第2に、中国・欧州関係のインセンティブ効果。中・東欧16カ国中、11カ国はEU加盟国であり、5カ国はEU加盟を申請中または希望している国だ。ポーランドとセルビアはそれぞれ「16プラス1協力」制度下のEU加盟国と非EU加盟国のリーダーだ。ポーランドは2004年のEU東方拡大の優等生だが、EUからの支援は2020年で終わる。そこでポーランドは積極的に東に目を向け、中国の対欧州投資の玄関口となることを望んでいる。近年相次いで打ち出された「中国・欧州協力2020戦略計画」、「平和、成長、改革、文明」の中国・欧州4大パートナーシップの構築といった中国・欧州関係の大きな枠組の下、「16プラス1」協力は新たな合法性を得た。当初EUが懸念していた欧州分断ではなく、反対に欧州地域の融合強化を支援する新たなプラットフォームだ。

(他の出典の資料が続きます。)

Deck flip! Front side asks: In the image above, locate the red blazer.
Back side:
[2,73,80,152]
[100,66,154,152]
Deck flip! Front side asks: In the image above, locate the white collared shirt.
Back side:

第3に、「一帯一路」建設の規模効果。「一帯一路」の沿線60数カ国中、中・東欧諸国は4分の1を占める、世界新興市場の重要な一部だ。したがって、中国―中・東欧協力はまさに「一帯一路」建設の規模効果を発揮している。まさに、いわゆる「皆で柴を拾って燃やせば炎が高くなる」であり、「16プラス1協力」制度は「一帯一路」建設の集団効果を体現している。中・東欧はアジアと欧州をつなぐ要衝、大通りであり、セルビアとポーランドは「一帯一路」イニシアティブに最も早く呼応した国だ。現在、セルビアは「再工業化」戦略を積極的に推し進め、「一帯一路」と連結して、一層の外資導入を渇望している。セルビアが「16プラス1協力」制度の欧州側インフラ調整国であり、ハンガリー・セルビア鉄道の改造に取り組んでいることには、非常に重要な戦略的、経済的意義がある。ハンガリー・セルビア鉄道はバルカン地域の河川輸送協力によって南はギリシャ・ピレウス港にまで通じ、中欧州陸海エクスプレス・レーンを構成して、中・東欧地域の「三海港区」と「一帯一路」を連結する助けとなる。ポーランドは中国にとって中・東欧における最大の貿易パートナーだ。近年、ポーランドは独特な地理的強みを発揮し、「一帯一路」戦略のチャンスを積極的に捉え、ウッチ―成都間の「蓉欧快線」、蘇州―ワルシャワ間の「蘇満欧」など欧州とアジアを結ぶ交通網によって、欧州とアジアのコネクティビティの懸け橋となっている。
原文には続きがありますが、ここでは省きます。